Red Hat Bugzilla – Bug 463872
[LTC 6.0 FEAT] 201264:EDAC Support
Last modified: 2010-10-18 15:17:09 EDT
Emily J. Ratliff <firstname.lastname@example.org> - 2008-09-24 13:53 EDT
1. Feature Overview:
Feature Id: 
a. Name of Feature: EDAC Support
b. Feature Description
RAS Enhancements Require EDAC support for all chipsets in IBM systems (including proprietary).
Also would prefer the ability to disable EDAC drivers during install for platforms that don't
require them. The majority of IBM Intel and AMD based servers do memory and CPU predictive
failure analysis (PFA) in the BIOS with the help of the BMC. When EDAC drivers are loaded they will
poll for memory errors once a second. The EDAC drivers may read the same hardware status registers
that the BIOS is using for PFA. This can easily lead to interference between EDAC and the BIOS if
EDAC reads and clears the registers before the BIOS gets a chance to do so and can potentially
render the BIOS's PFA mechanism dysfunctional. Therefore, a mechanism (black/white listing or
perhaps something more robust) for disabling EDAC on platforms that already do PFA in firmware would
2. Feature Details:
Arch Specificity: Both
Affects Installer: Yes
Affects Kernel Modules: Yes
Delivery Mechanism: Request Red Hat development assistance
Request Type: Kernel - Enhancement from Upstream
d. Upstream Acceptance: In Progress
Sponsor Priority 1
f. Severity: High
IBM Confidential: no
Code Contribution: IBM code
g. Component Version Target: The EDAC code for some IBM chipsets has been started. The target at
this point is probably 2.6.27. Additionally, there are components to this feature request that
require code from the distros (ability to disable/enable EDAC based on the platform type).
3. Business Case
Need to provide a mechanism for customers to be able to detect and report platform errors from Linux.

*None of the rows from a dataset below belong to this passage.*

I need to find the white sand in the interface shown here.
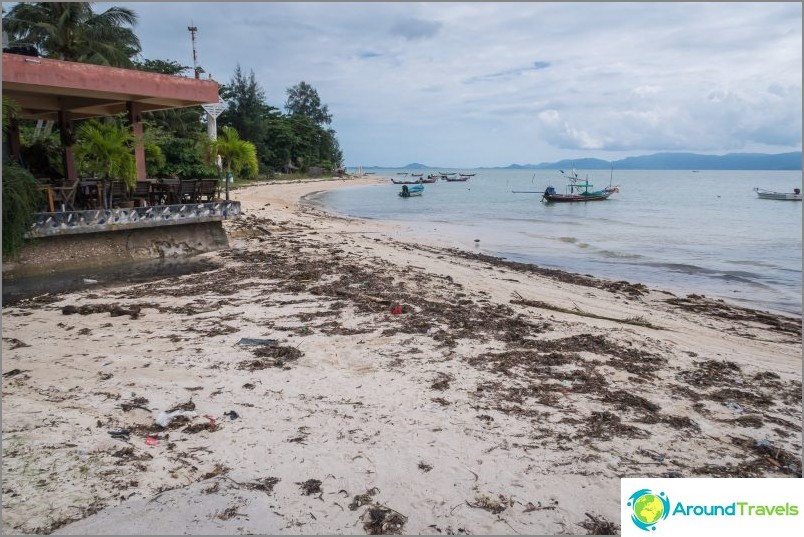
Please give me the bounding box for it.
[2,176,801,535]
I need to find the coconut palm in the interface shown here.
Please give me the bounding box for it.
[74,120,137,192]
[3,2,140,67]
[208,126,258,201]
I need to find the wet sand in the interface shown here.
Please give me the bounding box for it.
[2,175,801,535]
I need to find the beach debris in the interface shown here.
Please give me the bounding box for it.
[237,345,303,370]
[523,499,559,512]
[467,494,510,514]
[723,401,744,414]
[430,372,452,391]
[2,368,26,377]
[390,305,404,315]
[2,338,31,349]
[200,464,229,480]
[298,479,322,496]
[216,506,241,520]
[224,410,239,420]
[417,461,433,472]
[82,278,99,284]
[237,338,278,347]
[203,414,218,427]
[578,512,620,535]
[361,505,407,535]
[183,419,218,434]
[155,409,198,428]
[108,429,130,440]
[120,396,150,412]
[61,303,142,319]
[349,487,379,511]
[145,436,159,446]
[242,476,280,494]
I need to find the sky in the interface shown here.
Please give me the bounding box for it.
[22,2,804,167]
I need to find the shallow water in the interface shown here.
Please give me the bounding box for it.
[314,169,802,315]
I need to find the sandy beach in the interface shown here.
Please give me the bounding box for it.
[2,176,801,535]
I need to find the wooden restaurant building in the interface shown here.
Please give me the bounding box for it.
[2,52,241,281]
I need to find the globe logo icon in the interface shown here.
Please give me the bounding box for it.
[627,489,670,531]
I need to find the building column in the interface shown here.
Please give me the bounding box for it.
[58,111,78,183]
[127,102,146,181]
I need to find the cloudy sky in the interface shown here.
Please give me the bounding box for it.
[115,2,801,166]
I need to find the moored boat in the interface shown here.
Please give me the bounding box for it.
[753,187,802,201]
[399,184,424,197]
[391,177,422,184]
[542,169,619,202]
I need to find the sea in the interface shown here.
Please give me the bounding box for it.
[311,169,803,316]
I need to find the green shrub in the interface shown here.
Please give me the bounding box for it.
[2,163,41,259]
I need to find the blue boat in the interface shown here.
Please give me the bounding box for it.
[399,184,424,197]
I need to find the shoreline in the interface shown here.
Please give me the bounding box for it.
[2,176,801,535]
[301,179,801,318]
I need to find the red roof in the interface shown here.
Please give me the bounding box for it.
[2,53,219,120]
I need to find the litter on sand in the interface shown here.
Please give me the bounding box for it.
[155,410,198,428]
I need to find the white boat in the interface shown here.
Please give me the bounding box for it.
[754,187,802,201]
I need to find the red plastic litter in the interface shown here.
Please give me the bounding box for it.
[145,436,159,446]
[390,305,404,315]
[203,414,217,428]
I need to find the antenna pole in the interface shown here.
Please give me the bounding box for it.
[188,23,199,79]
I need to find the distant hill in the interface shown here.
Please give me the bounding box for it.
[524,152,802,171]
[360,152,802,171]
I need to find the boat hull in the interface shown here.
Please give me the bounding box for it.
[755,191,802,201]
[543,189,616,202]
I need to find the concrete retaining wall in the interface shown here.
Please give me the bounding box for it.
[4,221,231,280]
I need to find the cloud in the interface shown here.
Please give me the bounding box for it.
[464,61,551,84]
[390,18,442,41]
[115,1,801,166]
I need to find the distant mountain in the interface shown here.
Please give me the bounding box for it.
[360,152,801,171]
[526,152,802,171]
[400,162,429,169]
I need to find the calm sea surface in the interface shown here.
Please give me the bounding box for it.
[312,170,802,316]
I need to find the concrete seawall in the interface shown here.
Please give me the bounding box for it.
[3,221,229,279]
[3,202,240,282]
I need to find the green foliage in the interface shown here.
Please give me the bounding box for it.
[2,96,21,132]
[133,58,190,76]
[2,163,41,259]
[218,69,343,173]
[150,135,218,179]
[74,119,137,189]
[20,134,65,179]
[208,126,258,179]
[3,2,141,67]
[285,81,332,126]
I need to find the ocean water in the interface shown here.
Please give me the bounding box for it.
[313,170,802,316]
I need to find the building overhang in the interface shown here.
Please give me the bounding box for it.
[2,53,220,120]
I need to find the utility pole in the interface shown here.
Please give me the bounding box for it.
[188,23,199,79]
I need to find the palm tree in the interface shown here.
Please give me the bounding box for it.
[3,2,140,67]
[208,126,258,201]
[74,120,136,191]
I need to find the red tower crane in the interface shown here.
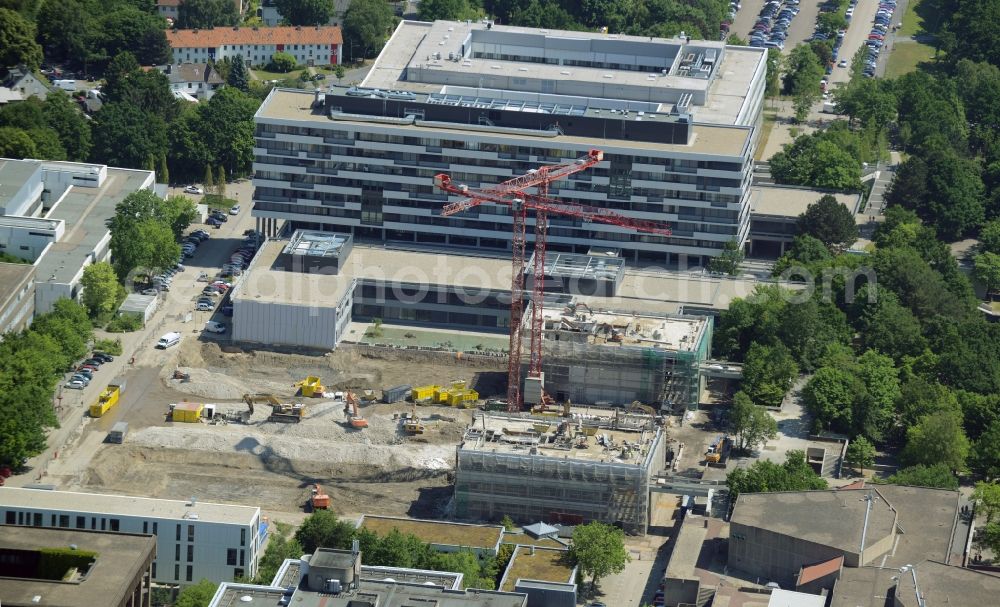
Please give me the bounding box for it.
[434,150,672,411]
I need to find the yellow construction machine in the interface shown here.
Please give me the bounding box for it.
[244,393,307,423]
[346,392,368,429]
[403,405,425,435]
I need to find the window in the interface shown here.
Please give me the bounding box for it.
[239,549,245,567]
[188,525,195,542]
[186,565,193,582]
[176,524,181,541]
[109,519,119,532]
[91,517,96,530]
[143,521,148,534]
[234,568,244,580]
[50,514,56,526]
[227,549,238,566]
[153,522,158,535]
[187,545,194,562]
[175,564,180,581]
[175,545,181,561]
[4,512,14,525]
[58,515,69,528]
[100,518,106,531]
[33,513,42,527]
[76,516,85,529]
[152,562,157,579]
[240,528,246,547]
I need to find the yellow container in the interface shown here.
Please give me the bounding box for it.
[411,385,440,402]
[297,376,324,397]
[172,402,204,423]
[89,386,120,418]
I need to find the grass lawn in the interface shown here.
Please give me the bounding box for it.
[898,0,924,37]
[251,68,302,81]
[885,41,935,78]
[755,113,778,161]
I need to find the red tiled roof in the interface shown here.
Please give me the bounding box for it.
[796,555,844,586]
[166,25,343,48]
[838,480,866,491]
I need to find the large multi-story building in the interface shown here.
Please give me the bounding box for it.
[251,20,767,266]
[166,25,343,67]
[0,488,262,585]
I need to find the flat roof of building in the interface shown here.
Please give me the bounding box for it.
[363,21,765,126]
[0,215,61,232]
[119,293,156,314]
[730,488,897,556]
[358,515,503,551]
[461,413,661,464]
[291,580,526,607]
[283,230,351,258]
[0,261,34,306]
[872,484,959,567]
[829,567,899,607]
[664,515,708,580]
[0,158,39,206]
[257,89,752,157]
[539,305,709,352]
[751,185,861,218]
[36,167,153,284]
[0,526,155,607]
[499,546,574,592]
[895,560,1000,605]
[0,487,260,525]
[235,238,774,312]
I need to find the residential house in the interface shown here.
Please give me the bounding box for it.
[2,66,51,101]
[160,62,225,101]
[166,25,342,68]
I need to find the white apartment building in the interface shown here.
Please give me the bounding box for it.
[166,25,343,68]
[250,20,767,266]
[0,488,262,585]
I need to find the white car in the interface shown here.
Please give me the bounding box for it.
[184,185,204,195]
[205,320,227,334]
[64,380,86,390]
[197,301,214,311]
[229,204,241,215]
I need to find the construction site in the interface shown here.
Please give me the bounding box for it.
[454,407,666,534]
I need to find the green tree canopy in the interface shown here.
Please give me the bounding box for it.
[845,436,876,472]
[268,51,297,73]
[728,391,778,453]
[883,463,959,489]
[80,262,125,319]
[568,521,630,590]
[707,239,745,276]
[974,252,1000,294]
[294,510,356,554]
[195,87,260,177]
[797,195,860,250]
[901,409,970,472]
[972,481,1000,522]
[726,450,828,501]
[227,54,250,92]
[43,91,92,161]
[254,522,303,584]
[177,0,240,29]
[770,133,863,192]
[741,342,799,408]
[343,0,396,60]
[91,102,168,171]
[0,7,42,68]
[419,0,479,20]
[275,0,334,25]
[0,126,37,158]
[971,421,1000,480]
[175,579,218,607]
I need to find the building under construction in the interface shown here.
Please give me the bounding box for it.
[454,410,665,534]
[532,302,712,409]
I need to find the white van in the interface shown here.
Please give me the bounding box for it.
[53,79,76,91]
[156,332,182,349]
[204,321,226,334]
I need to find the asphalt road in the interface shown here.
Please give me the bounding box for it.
[829,0,885,86]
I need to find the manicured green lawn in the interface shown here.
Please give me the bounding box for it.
[251,68,302,81]
[884,41,935,78]
[898,0,924,37]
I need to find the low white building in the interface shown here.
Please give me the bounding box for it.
[166,25,343,68]
[0,487,263,585]
[160,63,225,101]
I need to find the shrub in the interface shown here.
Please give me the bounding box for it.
[106,314,143,333]
[93,338,124,356]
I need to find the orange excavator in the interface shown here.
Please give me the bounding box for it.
[310,484,330,510]
[346,392,368,429]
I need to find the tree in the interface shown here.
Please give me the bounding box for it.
[343,0,396,60]
[845,436,876,473]
[98,7,171,67]
[883,463,959,489]
[419,0,478,21]
[91,103,168,171]
[227,54,250,92]
[726,450,828,501]
[971,422,1000,480]
[982,220,1000,255]
[500,514,516,531]
[973,481,1000,523]
[334,64,346,83]
[269,51,297,73]
[974,252,1000,296]
[275,0,334,25]
[215,166,226,197]
[728,391,778,453]
[773,234,832,276]
[136,219,181,273]
[80,262,124,319]
[816,11,847,35]
[160,196,199,239]
[203,164,214,191]
[196,87,260,177]
[294,510,356,554]
[802,365,863,434]
[43,91,92,161]
[568,521,630,591]
[175,579,218,607]
[770,135,862,192]
[0,8,42,68]
[857,292,927,363]
[0,126,37,159]
[255,522,303,584]
[157,153,169,185]
[707,239,744,275]
[797,195,859,250]
[901,410,970,472]
[177,0,240,29]
[741,342,799,408]
[712,284,789,361]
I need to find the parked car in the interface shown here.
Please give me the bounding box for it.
[205,320,227,334]
[92,352,113,363]
[229,204,241,215]
[207,217,222,227]
[197,301,214,311]
[183,185,204,195]
[72,372,92,382]
[838,59,848,68]
[64,380,86,390]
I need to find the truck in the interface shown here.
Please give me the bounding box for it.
[107,422,128,444]
[53,79,76,92]
[89,379,126,418]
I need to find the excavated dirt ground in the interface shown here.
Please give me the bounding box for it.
[59,341,506,518]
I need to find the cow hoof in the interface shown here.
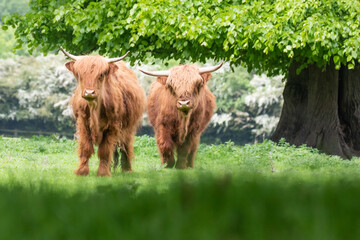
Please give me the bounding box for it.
[74,166,89,176]
[97,167,111,177]
[121,167,132,172]
[175,164,187,170]
[164,159,175,168]
[165,163,174,169]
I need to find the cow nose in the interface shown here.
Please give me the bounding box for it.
[85,90,95,96]
[83,90,96,100]
[178,100,191,112]
[178,100,190,107]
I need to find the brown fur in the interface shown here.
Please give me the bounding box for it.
[66,55,145,176]
[147,64,216,169]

4. Primary contact at Red Hat:
5. Primary contacts at Partner:
Project Management Contact:
Monte Knutson, email@example.com, 877-894-1495
Kevin Stansell, firstname.lastname@example.org
Chris McDermott, email@example.com
Deneen T. Dock, firstname.lastname@example.org
If you want to do disabling of the EDAC code based on whether or not the firmware in the platform supports other methods, this should really be done via DMI matching in the kernel code itself.
(In reply to comment #4)
> ------- Comment From email@example.com 2008-10-03 13:29:02 EDT-------
> If you want to do disabling of the EDAC code based on whether or not the
> firmware in the platform supports other methods, this should really be done via
> DMI matching in the kernel code itself.
Yes, agreed. However, this is slightly more complicated than just DMI matching. Since the BIOS setup can provide an option for disabling PFAs, there needs to be a way to dynamically determine whether or not the BIOS is _currently_ handling PFA (through SMIs, typically). There are potentially race conditions that can occur if both BIOS and Linux are handling errors simultaneously.
It's unclear to me where this code should be - it's not as if userspace would have any better idea what BIOS option has been set. Can this be read from SMBIOS or similar?
Chris, can you please help with an answer to Bill's question in comment 3?
Max has been looking at this issue. I'll have him respond.
Is this bug still active? I just had some partners in APAC ask about it.
Yes, this BZ is still active.
Assigning this to Peter Bogdanovic at IBM.
IBM System x has ceased further EDAC driver development.
------- Comment From firstname.lastname@example.org 2009-12-08 20:34 EDT-------
This was quit in devtrack so doing the same here.